I will update more later 

Jan


----------



## BaileysMom (Mar 30, 2011)

OMG she is absolutely beautiful and to be running around on her own, the poor little thing. I'm so happy that for the most part they seem to be getting along. Whohooo, I love happy endings.


----------



## funnybunnymummy (Mar 30, 2011)

Omigosh,Bonnie is SOOOO pretty!

So glad you took the chance and caught her!

:clapping:

Rue


----------



## Pet_Bunny (Mar 30, 2011)

She looks great. And she seems to at ease with everything around her. So nice for her to let you pet her and accept Jester as he is.


----------



## Anaira (Mar 30, 2011)

Oh, wow, just read through this thread! Glad it has a happy ending(so far!). She looks such a pretty bunny, well done you for saving her.


----------



## SOOOSKA (Mar 31, 2011)

OH Jan she is Beautiful. For a Bunny who has been living outside for a winter her fur is lovely.

Is she the same colour as myVega?

I''m so happy that Jester seems to like her. They will make a very "Good Looking" couple.

I look forward to many many more pictures.

Susan


----------



## hln917 (Mar 31, 2011)

What a beautiful bun! So glad Jester seems to approve. Thank you for giving her a second chance and a forever home!

:big kiss:


----------



## Sweetie (Mar 31, 2011)

Bonnie is sooooo adorable. Thank you for saving her and providing a good home for her. Jester: good job for being a gentleman, keep it up ok.


----------



## LuvaBun (Apr 1, 2011)

We thank you for your nice comments .

Susan, I guess she is similar to Vega now I think about it - creamy white with brown points and light brown on her back.

Well, it's been a funny couple of days. Jester and Bonnie met 'properly' and ran around together exploring. Jester kept mounting Bonnie, and at first she was submissive, then she mounted him :shock:. The look of shock on his face was priceless , But he didn't attack her. He just kept on mounting her over and over, and though I was tempted to stop it, I know it's a natural dominance thing. Anyways, she eventually gave up and was submissive all the time, and now things are wonderful. They can be together chasing around, but they also have time out in their own space. As I write this, Jester has come upstairs and is sitting with me, while Bonnie is still exploring in the basement.

I was worried yesterday, as she didn't seem to eat anything but a few mouthfulls of hay. So I went to a local organic shop and bought some trays of wheat grass. Success, she loves it. I guess with living wild for months, she isn't really used to getting fed. Of course, I had to buy the grass, as we still have a lot of snow laying, and I doubt we will see the garden any time soon. She is so full of energy, though that I think she even has Jester tired out .

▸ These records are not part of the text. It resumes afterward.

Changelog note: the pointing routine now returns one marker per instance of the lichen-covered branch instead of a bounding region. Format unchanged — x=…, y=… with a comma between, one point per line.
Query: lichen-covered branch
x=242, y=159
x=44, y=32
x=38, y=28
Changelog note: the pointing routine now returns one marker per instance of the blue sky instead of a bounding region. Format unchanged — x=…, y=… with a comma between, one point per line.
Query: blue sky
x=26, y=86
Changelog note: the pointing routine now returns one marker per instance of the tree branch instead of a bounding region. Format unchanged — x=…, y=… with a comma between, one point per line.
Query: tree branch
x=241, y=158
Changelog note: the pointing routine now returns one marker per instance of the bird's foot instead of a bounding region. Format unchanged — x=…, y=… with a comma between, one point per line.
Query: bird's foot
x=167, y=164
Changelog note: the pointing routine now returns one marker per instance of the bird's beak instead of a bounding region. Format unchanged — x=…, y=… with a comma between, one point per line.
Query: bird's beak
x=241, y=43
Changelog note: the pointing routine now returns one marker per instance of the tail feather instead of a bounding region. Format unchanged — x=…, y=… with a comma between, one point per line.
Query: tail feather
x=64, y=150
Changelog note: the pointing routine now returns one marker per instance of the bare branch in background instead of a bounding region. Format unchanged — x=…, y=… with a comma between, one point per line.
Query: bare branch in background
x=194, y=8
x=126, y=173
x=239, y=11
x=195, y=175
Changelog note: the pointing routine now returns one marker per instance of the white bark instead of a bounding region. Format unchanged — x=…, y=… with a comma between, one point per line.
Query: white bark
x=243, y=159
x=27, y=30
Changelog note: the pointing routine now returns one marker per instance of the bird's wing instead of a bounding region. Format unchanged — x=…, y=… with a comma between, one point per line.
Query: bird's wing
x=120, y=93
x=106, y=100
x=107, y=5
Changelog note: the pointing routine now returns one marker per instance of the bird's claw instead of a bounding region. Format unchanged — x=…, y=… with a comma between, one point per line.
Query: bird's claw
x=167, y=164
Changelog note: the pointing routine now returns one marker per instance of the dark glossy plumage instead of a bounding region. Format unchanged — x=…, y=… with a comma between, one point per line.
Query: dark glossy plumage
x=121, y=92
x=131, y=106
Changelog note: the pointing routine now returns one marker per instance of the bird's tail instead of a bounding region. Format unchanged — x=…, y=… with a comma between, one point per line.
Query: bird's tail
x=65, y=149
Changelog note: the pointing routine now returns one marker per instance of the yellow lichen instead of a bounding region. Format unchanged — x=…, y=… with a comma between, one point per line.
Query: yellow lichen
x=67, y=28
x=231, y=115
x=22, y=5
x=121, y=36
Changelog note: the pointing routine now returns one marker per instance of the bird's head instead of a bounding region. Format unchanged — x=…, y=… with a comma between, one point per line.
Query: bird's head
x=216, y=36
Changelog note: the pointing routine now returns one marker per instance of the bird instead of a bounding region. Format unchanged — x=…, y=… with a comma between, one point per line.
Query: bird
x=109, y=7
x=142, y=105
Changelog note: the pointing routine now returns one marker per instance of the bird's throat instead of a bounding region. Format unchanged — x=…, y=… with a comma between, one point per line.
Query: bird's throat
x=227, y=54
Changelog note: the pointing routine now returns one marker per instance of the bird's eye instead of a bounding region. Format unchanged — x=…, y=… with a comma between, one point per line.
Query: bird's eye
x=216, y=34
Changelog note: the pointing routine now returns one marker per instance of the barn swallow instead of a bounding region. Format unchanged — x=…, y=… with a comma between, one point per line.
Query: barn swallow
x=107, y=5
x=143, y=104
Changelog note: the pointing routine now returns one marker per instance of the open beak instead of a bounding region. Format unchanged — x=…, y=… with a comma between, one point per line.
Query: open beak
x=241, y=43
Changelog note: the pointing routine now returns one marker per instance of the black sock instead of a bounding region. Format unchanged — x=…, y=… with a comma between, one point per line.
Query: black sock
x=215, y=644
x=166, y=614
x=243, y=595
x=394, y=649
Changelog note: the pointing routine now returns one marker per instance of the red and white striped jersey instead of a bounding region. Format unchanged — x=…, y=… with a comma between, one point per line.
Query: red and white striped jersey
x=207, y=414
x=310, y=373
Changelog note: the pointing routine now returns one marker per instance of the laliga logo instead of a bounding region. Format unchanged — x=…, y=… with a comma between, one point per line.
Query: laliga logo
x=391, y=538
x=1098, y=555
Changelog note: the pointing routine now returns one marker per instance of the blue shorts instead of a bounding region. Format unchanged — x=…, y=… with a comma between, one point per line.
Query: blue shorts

I have her booked in for a spay on 12th April, so hopefully that will deal with the spraying - I had forgotten how much an unfixed bunny can spray. John, Jester and myself have all been covered :yuck

|I have a few pics from when Jester and Bonnie were together the first time.





Oohh, the gate is open!





I think I'll have a little look outside.






Hmmm, I can smell that other bunny (who is watching in the background)





Chinning mommies leg





What's up here?





Dare I get any closer?





Hey, I'm sure that's supposed to be my litter box!

 Jan


----------



## SOOOSKA (Apr 2, 2011)

Hey Jan they are going to make the cutest couple. I just love your Jester and Bonnie is a real looker too.:biggrin2:

Now here's a real dumb question. What the heck is Wheat Grass? Maybe my babies would like. I try to give them new treats every once in a while.

Susan


----------



## evansrabbitranch (Apr 2, 2011)

OMG I am so surprised you did not bring her home sooner! I could NOT have left her all alone. Her coat had to stand out except when there was snow. Such a lovely lady. So glad she is now living with you and "dating" such a gentlebun. Good luck with the rest of the bonding!


----------



## BaileysMom (Apr 2, 2011)

Awww they are absolutely adorable together. So glad that it's working out for you.


----------



## cindyrads (Apr 2, 2011)

That is a very nice looking rabbit. I love the color.


----------



## petalfuzz (Apr 2, 2011)

This was a great story! She is so beautiful, I'm glad you took the risk of rescuing her. It sounds like she's in good hands, for sure! 

Our Chestnut was an outdoor stray too, and she took much longer to warm up to us--she still won't tolerate being picked up. But she's a wonderful addition to our home. 

Thanks for sharing. I look forward to updates!


----------



## NorthernAutumn (Apr 3, 2011)

Bonnie is such a beauty! What a fabulous twist of fate - perfect bunwife for Jester


----------



## Nancy McClelland (Apr 3, 2011)

Very cute--so glad for the rescue.


----------



## LuvaBun (Apr 3, 2011)

Thanks, everyone.

Petalfuzz, I am so suprised how quickly Bonnie has adjusted and settled in. I really thought with having been outside and alone for so long, she would be more 'wild'. However, she loves attention, and craves nose and cheek rubs .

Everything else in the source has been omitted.